Let me come up with an analogy. Suppose you’ve got a baseball team, and you hire only unmarried players. Your team has a terrible record, and someone says that if you didn’t care about marital status you’d have a wider pool of candidates to choose from, but you say, no, they don’t strike out any more than the average guy on the street.

I submit that they should be striking out less than the average guy on the street.

When you hire a priest, you’re putting someone in immense moral authority in close proximity to impressionable youngsters. That person should not be just as likely as anyone to ass rape children. That person should be much less likely to ass rape children. Being just as good as the average person shouldn’t be good enough, not by half, but because the pool of men willing to give up a normal life to become priests is so limited the church can’t sort out those possible pedophiles. Hell, they can’t even dismiss those proven pedophiles, moving them from diocese to diocese hoping it’ll somehow work out next time.

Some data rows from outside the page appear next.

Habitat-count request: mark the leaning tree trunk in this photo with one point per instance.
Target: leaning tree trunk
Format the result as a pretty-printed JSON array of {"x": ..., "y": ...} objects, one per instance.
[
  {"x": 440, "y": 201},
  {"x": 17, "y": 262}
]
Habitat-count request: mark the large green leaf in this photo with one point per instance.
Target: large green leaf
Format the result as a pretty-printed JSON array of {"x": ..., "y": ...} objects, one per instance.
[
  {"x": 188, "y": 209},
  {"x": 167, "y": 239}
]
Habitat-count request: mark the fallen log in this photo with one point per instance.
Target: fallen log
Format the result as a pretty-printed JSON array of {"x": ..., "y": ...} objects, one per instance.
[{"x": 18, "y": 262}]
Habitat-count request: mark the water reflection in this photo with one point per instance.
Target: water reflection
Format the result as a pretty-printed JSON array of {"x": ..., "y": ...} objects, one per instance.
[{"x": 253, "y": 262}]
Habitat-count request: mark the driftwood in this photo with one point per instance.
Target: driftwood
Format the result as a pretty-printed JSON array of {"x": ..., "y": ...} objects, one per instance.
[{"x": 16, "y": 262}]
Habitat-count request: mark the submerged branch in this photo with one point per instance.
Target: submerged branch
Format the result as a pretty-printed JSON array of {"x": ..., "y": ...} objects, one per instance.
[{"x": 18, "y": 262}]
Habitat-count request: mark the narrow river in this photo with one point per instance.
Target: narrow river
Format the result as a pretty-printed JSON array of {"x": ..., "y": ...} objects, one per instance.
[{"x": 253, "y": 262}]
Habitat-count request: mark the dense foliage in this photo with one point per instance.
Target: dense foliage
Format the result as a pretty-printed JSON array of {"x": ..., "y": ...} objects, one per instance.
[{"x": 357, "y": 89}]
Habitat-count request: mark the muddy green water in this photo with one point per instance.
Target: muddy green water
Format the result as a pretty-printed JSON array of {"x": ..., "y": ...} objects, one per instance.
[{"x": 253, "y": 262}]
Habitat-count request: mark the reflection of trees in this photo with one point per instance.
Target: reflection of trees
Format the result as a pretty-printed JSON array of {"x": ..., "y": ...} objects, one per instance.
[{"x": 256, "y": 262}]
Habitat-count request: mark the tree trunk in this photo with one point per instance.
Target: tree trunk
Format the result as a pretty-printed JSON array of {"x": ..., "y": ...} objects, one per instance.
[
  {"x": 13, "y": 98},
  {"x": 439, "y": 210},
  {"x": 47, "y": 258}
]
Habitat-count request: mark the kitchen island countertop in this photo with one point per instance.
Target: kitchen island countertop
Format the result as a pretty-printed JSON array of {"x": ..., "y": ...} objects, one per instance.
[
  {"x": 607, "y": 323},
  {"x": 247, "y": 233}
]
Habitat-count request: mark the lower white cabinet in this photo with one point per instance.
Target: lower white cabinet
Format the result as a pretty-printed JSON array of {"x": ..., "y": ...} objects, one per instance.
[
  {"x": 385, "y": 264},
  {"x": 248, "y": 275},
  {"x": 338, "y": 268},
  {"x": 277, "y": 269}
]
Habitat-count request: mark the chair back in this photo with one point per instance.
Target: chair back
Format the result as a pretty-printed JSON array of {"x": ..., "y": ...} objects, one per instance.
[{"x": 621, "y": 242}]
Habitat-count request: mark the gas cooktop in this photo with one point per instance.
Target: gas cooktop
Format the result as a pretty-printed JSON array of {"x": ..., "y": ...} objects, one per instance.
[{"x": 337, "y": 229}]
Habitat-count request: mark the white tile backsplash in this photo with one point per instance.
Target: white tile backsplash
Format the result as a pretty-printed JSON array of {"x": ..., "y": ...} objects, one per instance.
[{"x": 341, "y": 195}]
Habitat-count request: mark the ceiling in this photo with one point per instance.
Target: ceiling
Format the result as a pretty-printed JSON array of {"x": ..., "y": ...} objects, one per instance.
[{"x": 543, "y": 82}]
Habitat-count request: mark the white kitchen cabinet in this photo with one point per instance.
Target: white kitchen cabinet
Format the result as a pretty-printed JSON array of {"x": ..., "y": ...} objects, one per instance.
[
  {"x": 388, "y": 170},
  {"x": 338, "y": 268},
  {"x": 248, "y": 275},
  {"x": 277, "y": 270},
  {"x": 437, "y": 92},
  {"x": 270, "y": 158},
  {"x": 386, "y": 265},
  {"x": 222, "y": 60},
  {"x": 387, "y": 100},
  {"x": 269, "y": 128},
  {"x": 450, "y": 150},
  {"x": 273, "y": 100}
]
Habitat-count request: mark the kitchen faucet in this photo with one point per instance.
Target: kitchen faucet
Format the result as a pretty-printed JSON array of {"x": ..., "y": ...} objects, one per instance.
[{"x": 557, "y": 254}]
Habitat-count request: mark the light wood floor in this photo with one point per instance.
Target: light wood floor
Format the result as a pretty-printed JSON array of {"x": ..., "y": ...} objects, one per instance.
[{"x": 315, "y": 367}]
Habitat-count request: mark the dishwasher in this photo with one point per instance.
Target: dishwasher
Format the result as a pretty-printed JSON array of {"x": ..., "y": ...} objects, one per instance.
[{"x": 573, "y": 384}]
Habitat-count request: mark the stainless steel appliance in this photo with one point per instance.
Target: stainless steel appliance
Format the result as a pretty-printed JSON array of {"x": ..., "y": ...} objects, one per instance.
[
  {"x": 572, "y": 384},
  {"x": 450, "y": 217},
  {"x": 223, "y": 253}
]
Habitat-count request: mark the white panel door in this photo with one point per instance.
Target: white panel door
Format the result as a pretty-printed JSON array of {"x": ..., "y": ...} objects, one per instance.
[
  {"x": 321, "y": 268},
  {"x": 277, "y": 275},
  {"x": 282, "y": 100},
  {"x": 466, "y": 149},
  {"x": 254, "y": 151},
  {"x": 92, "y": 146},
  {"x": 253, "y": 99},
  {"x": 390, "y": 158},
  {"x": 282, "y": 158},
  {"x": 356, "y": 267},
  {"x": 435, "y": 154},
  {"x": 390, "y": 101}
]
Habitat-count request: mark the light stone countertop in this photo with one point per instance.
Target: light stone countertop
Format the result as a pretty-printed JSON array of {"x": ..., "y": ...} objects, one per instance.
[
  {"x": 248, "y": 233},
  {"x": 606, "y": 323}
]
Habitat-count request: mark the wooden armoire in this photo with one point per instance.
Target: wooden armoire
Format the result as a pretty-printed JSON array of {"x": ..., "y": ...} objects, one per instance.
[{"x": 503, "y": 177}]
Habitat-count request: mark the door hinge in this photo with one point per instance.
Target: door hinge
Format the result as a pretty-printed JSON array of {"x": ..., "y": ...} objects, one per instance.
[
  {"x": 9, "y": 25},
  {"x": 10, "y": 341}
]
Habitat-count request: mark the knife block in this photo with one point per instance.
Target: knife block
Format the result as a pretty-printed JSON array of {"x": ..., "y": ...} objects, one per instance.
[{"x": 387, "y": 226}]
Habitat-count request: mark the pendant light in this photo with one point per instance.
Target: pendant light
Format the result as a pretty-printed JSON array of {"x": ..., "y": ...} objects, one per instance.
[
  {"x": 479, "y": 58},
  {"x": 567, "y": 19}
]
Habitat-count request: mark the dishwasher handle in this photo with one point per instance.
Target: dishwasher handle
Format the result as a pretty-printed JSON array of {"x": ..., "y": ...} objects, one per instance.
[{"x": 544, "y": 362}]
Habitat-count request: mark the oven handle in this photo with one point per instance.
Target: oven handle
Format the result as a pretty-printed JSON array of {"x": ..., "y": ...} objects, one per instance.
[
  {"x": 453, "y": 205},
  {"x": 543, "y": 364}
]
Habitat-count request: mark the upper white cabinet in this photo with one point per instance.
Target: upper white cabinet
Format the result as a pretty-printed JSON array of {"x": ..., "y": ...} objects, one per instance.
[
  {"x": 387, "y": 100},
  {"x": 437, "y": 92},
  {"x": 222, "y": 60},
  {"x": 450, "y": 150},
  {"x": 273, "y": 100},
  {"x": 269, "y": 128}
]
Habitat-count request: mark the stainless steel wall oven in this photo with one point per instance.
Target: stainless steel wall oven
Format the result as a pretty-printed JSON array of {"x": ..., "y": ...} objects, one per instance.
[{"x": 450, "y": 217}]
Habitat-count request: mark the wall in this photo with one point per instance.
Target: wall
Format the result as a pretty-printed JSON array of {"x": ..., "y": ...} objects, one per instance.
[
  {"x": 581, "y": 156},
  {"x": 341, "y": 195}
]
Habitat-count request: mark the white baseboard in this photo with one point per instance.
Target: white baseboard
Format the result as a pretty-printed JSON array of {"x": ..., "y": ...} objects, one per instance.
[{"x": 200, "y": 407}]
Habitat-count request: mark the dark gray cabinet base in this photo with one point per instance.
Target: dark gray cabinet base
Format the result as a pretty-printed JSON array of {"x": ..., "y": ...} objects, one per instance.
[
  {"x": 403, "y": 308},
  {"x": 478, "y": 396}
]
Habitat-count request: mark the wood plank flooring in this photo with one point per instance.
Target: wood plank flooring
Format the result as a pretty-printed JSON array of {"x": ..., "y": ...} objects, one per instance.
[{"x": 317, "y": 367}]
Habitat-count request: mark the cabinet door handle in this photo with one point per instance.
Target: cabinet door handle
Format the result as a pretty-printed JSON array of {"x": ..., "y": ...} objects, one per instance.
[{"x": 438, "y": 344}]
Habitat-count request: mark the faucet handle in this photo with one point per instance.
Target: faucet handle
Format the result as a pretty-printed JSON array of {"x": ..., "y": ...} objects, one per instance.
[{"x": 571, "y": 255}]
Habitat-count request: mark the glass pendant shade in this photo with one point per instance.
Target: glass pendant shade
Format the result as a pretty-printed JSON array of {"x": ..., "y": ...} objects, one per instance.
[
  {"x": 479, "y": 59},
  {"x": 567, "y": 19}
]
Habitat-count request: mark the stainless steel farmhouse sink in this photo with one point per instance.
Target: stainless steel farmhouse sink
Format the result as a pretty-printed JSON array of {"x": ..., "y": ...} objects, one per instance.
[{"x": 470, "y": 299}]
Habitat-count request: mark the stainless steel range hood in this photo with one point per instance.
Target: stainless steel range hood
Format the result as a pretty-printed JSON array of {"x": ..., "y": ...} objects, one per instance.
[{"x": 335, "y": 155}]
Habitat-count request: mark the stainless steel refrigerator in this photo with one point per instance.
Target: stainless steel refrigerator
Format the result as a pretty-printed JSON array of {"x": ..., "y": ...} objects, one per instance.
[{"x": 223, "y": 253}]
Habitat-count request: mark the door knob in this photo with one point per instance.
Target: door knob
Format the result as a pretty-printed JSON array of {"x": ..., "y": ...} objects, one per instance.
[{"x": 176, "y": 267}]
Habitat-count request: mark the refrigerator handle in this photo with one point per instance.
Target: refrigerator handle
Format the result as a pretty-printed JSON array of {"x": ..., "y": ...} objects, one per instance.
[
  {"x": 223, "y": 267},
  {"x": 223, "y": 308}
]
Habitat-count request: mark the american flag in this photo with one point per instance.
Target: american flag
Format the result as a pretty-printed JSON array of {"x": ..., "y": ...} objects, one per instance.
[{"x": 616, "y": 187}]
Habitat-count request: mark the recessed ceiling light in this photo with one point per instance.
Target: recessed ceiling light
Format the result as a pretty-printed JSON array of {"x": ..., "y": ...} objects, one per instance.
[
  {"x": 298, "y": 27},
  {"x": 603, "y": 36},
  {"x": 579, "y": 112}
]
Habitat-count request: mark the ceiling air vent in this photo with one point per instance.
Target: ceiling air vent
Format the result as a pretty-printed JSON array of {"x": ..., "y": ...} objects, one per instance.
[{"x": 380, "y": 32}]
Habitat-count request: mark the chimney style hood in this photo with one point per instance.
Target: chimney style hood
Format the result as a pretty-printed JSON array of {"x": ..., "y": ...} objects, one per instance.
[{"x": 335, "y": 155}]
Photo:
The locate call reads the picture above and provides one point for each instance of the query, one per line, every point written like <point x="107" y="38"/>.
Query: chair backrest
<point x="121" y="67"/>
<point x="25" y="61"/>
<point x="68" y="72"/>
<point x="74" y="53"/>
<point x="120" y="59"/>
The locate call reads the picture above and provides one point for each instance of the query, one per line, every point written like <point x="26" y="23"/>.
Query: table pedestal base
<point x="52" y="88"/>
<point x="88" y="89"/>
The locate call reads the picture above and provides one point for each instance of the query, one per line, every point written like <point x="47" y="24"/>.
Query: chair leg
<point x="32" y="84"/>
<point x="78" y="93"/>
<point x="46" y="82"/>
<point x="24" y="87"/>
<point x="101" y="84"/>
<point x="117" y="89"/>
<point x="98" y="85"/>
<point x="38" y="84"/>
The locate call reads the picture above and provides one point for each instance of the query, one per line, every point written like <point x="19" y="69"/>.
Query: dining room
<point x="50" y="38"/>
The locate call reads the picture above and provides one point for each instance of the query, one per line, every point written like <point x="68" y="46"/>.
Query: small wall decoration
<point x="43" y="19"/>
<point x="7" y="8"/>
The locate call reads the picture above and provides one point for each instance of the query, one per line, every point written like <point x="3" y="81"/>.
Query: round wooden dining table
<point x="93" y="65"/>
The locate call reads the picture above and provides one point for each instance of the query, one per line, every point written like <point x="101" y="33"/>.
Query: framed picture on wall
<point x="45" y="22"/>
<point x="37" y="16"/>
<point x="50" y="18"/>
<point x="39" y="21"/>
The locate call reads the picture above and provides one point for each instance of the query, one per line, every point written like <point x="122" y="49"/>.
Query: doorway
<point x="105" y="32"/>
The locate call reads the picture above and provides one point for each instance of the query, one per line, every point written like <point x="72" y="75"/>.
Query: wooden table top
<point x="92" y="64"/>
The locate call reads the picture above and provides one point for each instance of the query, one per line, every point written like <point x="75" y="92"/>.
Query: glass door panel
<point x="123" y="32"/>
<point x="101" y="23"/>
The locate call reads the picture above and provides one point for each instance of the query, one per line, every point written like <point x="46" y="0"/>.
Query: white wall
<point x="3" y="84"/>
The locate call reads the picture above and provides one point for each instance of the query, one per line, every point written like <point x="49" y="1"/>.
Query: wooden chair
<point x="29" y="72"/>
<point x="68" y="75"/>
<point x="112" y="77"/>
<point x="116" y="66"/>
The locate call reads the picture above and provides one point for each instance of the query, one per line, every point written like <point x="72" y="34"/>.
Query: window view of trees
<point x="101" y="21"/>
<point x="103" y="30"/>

Except that according to that article, insurance companies that offer sexual abuse coverage to churches don’t charge Catholic churches a higher rate than other denominations, which means they don’t see Catholic churches as a higher risk than denominations that do not restrict their clergy to unmarried men. Using your analogy, they don’t strike out any more often than the teams that don’t care about marital status.

Your analogy is absurd. Baseball teams select from a very limited pool of people who are talented and trained at playing baseball; whether they’re married or unmarried has nothing to do with it. A team with a terrible record would be far better off raising the standards for its recruits’ baseball skills than tinkering with its policy on players’ marital status.

And the point is, as doreen noted, that the Catholic Church does not in fact have a terrible record for percentage of pedophilic abusers among its personnel, compared to other institutions closely involved with young people which don’t impose a celibacy requirement on their staff. In fact, its institutional record for incidence of pedophilic abusers is about average. There is absolutely no evidence-based reason to believe that this incidence would be lower if the Church had been admitting married men to the priesthood all along.

What the Catholic Church does have a terrible record on, as you note, is its institutional policies of accountability for dealing with pedophilic abusers. But then again, some other institutions with no celibacy requirement also have terrible records on this score. Again, there’s no evidence-based reason to believe that the Church would have had different policies on shielding abusive priests if it had allowed priests to marry.

It varies from community to community and your local Ordnung/rules but you have your local Parson who is chosen by God (his name is pulled out of a hat) and Bishops who oversee x-number of Parsons in their region. Parson is usually an unpaid office and you serve for life while Bishops usually receive some compensation and are the closest to professional clergy. But you are right in a sense as like with Lutherans most OOD believe in the “priesthood of all Believers”. In some settlements teachers are considered as a part of “the clergy” as religious training and prayer are a part of Amish schools but the whole Amish school system thing is newer among the families/places I am familiar with.

Now personally ------- I am amazed at how good the average Parson is; and the dedication of the Bishops. I love the ELCA, don’t get me wrong ------- but if our people, with all their education and vetting procedures, were half as good we would have a lot more butts in the pews on an average Sunday.